Upgrade for the lazy: how PostgreSQL 12 improves performance







PostgreSQL 12 , the latest version of "the world's best open-source relational database," comes out in a couple of weeks (if everything goes according to plan). This corresponds to the usual schedule - a new version with a lot of new features is released once a year, and, frankly, it is impressive. Therefore, I became an active member of the PostgreSQL community.







In my opinion, unlike previous releases, PostgreSQL 12 does not contain one or two revolutionary functions (such as partitioning or concurrency of queries). I once joked that the main feature of PostgreSQL 12 is more stability. Isn't that what you need when you manage critical business data?







But PostgreSQL 12 is not limited to this: with new features and enhancements, applications will work better, and you just need to upgrade!







(Well, maybe even rebuild the indices, but in this release it's not as scary as we used to.)







It will be great to upgrade PostgreSQL and immediately enjoy significant improvements without unnecessary gestures. A few years ago, I analyzed the upgrade from PostgreSQL 9.4 to PostgreSQL 10 and saw how the application accelerated due to improved query parallelism in PostgreSQL 10. And, most importantly, almost nothing was required of me (just set the max_parallel_workers



configuration max_parallel_workers



).







Agree, itā€™s convenient when, right after the upgrade, applications work better. And we are trying very hard to please users, because PostgreSQL has more of them.







And how does a simple upgrade to PostgreSQL 12 make you happy? I'll tell you now.

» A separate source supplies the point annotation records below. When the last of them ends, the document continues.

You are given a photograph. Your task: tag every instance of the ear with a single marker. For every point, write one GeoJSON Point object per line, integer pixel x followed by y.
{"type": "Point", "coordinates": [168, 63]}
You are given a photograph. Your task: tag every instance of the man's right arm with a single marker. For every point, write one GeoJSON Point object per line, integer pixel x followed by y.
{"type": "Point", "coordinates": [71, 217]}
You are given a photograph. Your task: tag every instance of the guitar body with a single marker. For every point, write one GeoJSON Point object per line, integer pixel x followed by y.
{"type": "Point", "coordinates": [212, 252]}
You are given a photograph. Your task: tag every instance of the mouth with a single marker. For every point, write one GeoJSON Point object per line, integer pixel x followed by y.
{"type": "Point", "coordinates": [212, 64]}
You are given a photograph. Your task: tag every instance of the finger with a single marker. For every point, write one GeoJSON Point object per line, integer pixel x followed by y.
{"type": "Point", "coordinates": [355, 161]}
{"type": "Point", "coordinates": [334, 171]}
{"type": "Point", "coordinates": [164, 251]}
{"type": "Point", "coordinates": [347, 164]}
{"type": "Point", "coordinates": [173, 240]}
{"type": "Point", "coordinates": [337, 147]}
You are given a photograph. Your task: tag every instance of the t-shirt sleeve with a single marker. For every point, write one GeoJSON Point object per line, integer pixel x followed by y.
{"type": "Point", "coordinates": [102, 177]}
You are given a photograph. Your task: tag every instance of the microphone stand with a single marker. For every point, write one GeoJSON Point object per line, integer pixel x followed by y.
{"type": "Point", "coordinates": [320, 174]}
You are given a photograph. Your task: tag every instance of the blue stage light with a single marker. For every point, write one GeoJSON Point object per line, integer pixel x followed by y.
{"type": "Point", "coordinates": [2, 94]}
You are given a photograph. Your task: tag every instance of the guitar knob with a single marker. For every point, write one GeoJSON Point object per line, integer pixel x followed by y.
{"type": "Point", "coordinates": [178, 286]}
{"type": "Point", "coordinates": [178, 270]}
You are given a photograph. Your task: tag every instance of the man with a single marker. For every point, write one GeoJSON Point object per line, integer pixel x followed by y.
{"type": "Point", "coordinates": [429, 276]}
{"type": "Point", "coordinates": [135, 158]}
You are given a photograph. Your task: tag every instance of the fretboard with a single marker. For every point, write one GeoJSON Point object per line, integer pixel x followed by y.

Major indexing improvements



Without indexing, the database will not go far. And how else to quickly find information? The fundamental PostgreSQL indexing system is called the B-tree . This type of index is optimized for storage systems.







We just use the CREATE INDEX ON some_table (some_column)



, and PostgreSQL does a great job of keeping the index up to date while we constantly insert, update, and delete values. Everything works by itself, as if by magic.







But PostgreSQL indexes have one problem - they bloat and take up extra disk space, and the performance of retrieving and updating data is reduced. By "bloat," I mean ineffectively maintaining the index structure. This may or may not be due to garbage tuples that VACUUM removes (thanks for the info to Peter Geoghegan ). Index bloat is particularly noticeable in workloads where the index is actively changing.







PostgreSQL 12 seriously improves the performance of B-tree indexes, and experiments with tests such as TPC-C showed that space is now used, on average, by 40% less. Now we spend less time not only on maintaining the B-tree indexes (that is, writing operations), but also on extracting data, because the indexes have become much smaller.







Applications that are actively updating their tables ā€” typically OLTP applications ( real-time transaction processing ) ā€”are much more efficient in using the disk and processing requests. The more disk space, the more space the database has for growth without upgrading the infrastructure.







Some upgrade strategies require rebuilding B-tree indexes to take advantage of these (for example, pg_upgrade will not rebuild indexes automatically). In previous versions of PostgreSQL, rebuilding large indexes in tables led to significant downtime, because at that time it was impossible to make changes. But PostgreSQL 12 has another cool trick: you can now rebuild indexes in parallel with the REINDEX CONCURRENTLY command to completely avoid downtime.







PostgreSQL 12 has other improvements to the indexing infrastructure. Another thing that could not do without magic is the write-ahead log, which is also WAL (write-ahead log). A write-ahead log records every transaction in PostgreSQL in case of failure and replication. Applications use it for backup and restore at a point in time . Of course, the write-ahead log is written to disk, and this can affect performance.







PostgreSQL 12 has reduced the overhead of WALs created by the GiST, GIN, and SP-GiST indexes when building the index. This provides several tangible advantages: WAL records take up less disk space, and data plays faster, for example, during recovery from a failure or recovery at a point in time. If you use such indexes in your applications (for example, PostGIS-based geospatial applications use the GiST index a lot), this is another feature that will significantly improve performance without any effort on your part.







Partitioning - Bigger, Better, Faster



PostgreSQL 10 introduced declarative partitioning . PostgreSQL 11 made it much easier to use. In PostgreSQL 12, you can change the scale of sections.







In PostgreSQL 12, partitioning system performance is much better, especially if there are thousands of partitions in the table. For example, if a query affects only a few sections in a table, where there are thousands of them, it will run much faster. Performance has been improved not only for these types of queries. You will also notice how INSERT operations in tables with many partitions have accelerated.







Writing data using COPY - by the way, this is a great way to bulk load data and here is an example of receiving JSON - in partitioned tables in PostgreSQL 12 has also become more efficient. With COPY, everything was so fast, but in PostgreSQL 12 it flies.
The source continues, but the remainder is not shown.